Skillv0.1.0

ClawScan security

ClawBio Orchestrator · ClawHub's context-aware review of the artifact, metadata, and declared behavior.

Scanner verdict

ReviewFeb 25, 2026, 6:05 PM

Verdict: Review
Confidence: high
Model: gpt-5-mini
Summary: The skill's purpose and code are broadly coherent for a bioinformatics orchestrator, but there are mismatches between the SKILL.md's safety promises and what the shipped code enforces, plus an unclear install mechanism and unnecessary package installs.
Guidance: This orchestrator mostly does what it says, but review a few things before installing: - Source and provenance: the registry metadata points to a homepage but 'Source' is unknown; verify the GitHub repo and integrity of the package before trusting it. - Safety promises vs implementation: SKILL.md promises to refuse paths outside the working directory and to never upload genomic data without explicit consent, but the shipped orchestrator.py does not enforce those restrictions. Assume the code will read any file path you pass and will write logs/reports to the specified output directory unless you sandbox it. - Install mechanism: the install uses 'uv' to add biopython and pandas. Clarify what 'uv' means in your environment (pip/conda/wrapper?) and whether these packages are actually needed — unnecessary installs increase attack surface. - File handling: the tool computes SHA-256 checksums by reading files end-to-end, which can read large/genomic files into the runtime; be cautious about giving it sensitive patient/genomic data without explicit consent and isolation. - Sub-skill trust: the orchestrator lists and routes to many sub-skills (vcf-annotator, seq-wrangler, etc.).

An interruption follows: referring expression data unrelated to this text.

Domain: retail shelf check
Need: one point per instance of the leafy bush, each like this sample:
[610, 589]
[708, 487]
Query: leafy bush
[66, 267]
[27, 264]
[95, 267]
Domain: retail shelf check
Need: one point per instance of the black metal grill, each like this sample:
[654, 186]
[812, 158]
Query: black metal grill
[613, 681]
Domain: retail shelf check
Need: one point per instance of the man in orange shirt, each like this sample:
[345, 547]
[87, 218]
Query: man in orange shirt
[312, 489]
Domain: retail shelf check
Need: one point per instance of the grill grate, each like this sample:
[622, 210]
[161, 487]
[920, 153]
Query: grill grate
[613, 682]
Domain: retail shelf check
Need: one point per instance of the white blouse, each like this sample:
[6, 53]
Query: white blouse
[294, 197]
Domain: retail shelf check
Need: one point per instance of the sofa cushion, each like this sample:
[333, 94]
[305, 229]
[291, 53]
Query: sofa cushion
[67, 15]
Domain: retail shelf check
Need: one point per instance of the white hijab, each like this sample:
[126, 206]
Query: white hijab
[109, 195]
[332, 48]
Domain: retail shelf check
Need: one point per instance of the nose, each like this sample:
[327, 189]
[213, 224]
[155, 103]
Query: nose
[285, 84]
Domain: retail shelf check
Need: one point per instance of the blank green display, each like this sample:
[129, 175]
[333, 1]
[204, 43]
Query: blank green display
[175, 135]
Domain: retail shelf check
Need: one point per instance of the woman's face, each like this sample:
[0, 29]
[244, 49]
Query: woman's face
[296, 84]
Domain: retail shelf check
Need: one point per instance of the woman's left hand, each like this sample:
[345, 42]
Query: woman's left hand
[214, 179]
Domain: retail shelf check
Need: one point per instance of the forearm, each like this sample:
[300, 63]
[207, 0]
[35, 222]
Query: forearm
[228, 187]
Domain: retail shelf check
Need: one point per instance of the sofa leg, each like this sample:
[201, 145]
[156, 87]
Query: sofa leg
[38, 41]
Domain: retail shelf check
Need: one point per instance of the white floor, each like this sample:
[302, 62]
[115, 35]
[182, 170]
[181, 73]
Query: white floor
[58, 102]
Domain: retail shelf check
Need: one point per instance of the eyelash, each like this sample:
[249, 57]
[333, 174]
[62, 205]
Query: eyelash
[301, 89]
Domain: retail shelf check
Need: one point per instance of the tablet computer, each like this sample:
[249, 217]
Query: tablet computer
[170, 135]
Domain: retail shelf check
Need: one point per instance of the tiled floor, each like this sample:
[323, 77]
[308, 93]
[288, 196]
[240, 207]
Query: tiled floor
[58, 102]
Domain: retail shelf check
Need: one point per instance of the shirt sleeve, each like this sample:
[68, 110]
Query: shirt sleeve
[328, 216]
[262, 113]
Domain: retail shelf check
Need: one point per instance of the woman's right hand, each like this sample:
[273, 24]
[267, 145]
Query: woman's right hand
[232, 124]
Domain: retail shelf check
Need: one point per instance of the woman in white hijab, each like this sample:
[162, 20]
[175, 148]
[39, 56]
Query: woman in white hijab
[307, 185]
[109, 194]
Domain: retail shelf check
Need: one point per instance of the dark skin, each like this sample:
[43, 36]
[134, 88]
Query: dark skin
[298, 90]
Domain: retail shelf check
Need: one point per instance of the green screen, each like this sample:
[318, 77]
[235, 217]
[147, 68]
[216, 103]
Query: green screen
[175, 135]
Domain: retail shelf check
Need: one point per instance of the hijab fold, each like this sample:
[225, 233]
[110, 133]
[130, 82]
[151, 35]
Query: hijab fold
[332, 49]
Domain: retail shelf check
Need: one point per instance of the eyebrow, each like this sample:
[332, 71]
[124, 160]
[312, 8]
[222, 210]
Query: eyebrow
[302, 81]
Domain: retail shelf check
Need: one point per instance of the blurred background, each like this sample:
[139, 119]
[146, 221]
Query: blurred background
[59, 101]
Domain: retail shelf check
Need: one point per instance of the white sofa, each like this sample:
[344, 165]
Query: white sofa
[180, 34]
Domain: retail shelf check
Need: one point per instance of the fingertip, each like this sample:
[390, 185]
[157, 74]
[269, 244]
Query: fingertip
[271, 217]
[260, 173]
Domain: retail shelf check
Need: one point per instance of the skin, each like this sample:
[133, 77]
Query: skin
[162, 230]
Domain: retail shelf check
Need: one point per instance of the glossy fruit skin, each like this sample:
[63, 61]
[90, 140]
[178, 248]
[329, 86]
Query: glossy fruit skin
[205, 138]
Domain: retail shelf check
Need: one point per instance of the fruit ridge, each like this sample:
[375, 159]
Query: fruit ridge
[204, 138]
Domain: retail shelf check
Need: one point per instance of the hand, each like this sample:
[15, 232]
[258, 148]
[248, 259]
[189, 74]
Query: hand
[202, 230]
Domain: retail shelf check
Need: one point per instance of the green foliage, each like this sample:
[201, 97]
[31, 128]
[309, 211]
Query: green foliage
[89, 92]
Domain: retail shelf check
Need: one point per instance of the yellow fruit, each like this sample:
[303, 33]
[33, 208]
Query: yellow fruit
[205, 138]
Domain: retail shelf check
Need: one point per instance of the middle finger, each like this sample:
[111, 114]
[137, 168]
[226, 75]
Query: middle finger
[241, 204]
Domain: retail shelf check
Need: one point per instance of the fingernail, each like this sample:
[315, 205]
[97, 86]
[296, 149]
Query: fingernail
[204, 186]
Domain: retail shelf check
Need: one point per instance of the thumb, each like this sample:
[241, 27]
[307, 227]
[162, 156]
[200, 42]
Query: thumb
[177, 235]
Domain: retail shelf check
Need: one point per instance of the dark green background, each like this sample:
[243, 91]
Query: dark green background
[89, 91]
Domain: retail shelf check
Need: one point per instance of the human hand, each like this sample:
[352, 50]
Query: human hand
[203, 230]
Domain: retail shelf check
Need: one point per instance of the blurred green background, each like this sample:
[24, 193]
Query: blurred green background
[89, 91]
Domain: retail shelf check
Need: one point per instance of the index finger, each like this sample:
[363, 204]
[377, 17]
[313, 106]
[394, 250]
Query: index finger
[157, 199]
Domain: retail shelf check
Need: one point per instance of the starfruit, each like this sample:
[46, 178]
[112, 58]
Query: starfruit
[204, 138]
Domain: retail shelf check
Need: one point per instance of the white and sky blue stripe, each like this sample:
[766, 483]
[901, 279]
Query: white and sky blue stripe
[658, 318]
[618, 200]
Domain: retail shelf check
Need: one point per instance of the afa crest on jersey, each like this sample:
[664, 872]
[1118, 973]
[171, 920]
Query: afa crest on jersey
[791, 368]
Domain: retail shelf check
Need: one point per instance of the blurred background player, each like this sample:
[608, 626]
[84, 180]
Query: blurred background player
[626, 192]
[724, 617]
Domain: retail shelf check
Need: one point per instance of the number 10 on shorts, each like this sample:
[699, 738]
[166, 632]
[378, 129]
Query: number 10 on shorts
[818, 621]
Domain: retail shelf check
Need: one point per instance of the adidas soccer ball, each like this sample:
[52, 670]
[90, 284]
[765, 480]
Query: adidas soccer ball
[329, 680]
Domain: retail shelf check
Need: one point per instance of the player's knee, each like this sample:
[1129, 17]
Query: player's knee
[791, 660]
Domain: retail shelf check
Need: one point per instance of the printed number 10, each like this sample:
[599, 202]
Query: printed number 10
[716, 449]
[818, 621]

Those sub-skill directories and their SKILL.md/code determine the real behavior for operations like annotation or uploading — review each sub-skill before allowing automated runs. - Recommended mitigations: run inside an isolated environment or container, avoid passing sensitive files until you've audited sub-skills, and ask the maintainer to (a) implement enforced path checks and explicit upload confirmation in code, and (b) clarify the install mechanism and necessity of listed packages.

Review Dimensions

Purpose & Capability: okName/description match the delivered behavior: the Python CLI routes inputs to named sub-skills, generates a report header, and writes an audit log. Declared required binary (python3) is appropriate and requested packages (biopython, pandas) are reasonable for bio workflows.
Instruction Scope: concernSKILL.md promises strict safety behavior (e.g., "Refuse to operate on paths outside the working directory" and "Never upload genomic data without explicit user confirmation"). The provided orchestrator.py does not implement path restriction checks or any network/upload safeguards — it accepts arbitrary --input paths, computes file checksums (reads files), and will write an audit log in the specified output directory. This is a mismatch between claimed safety rules and actual enforcement.
Install Mechanism: noteInstall spec lists 'uv' installs for biopython and pandas. 'uv' is not a standard, widely-known installer identifier here (e.g., pip, conda); this is ambiguous. The orchestrator.py does not import or use biopython/pandas, so those installs may be unnecessary for this orchestrator-only component.
Credentials: okNo credentials or environment variables are requested. The skill does not ask for unrelated secrets.
Persistence & Privilege: okalways:false and no special system-wide modification. The skill writes an audit log and reports to the working/output directory (normal for this type of tool).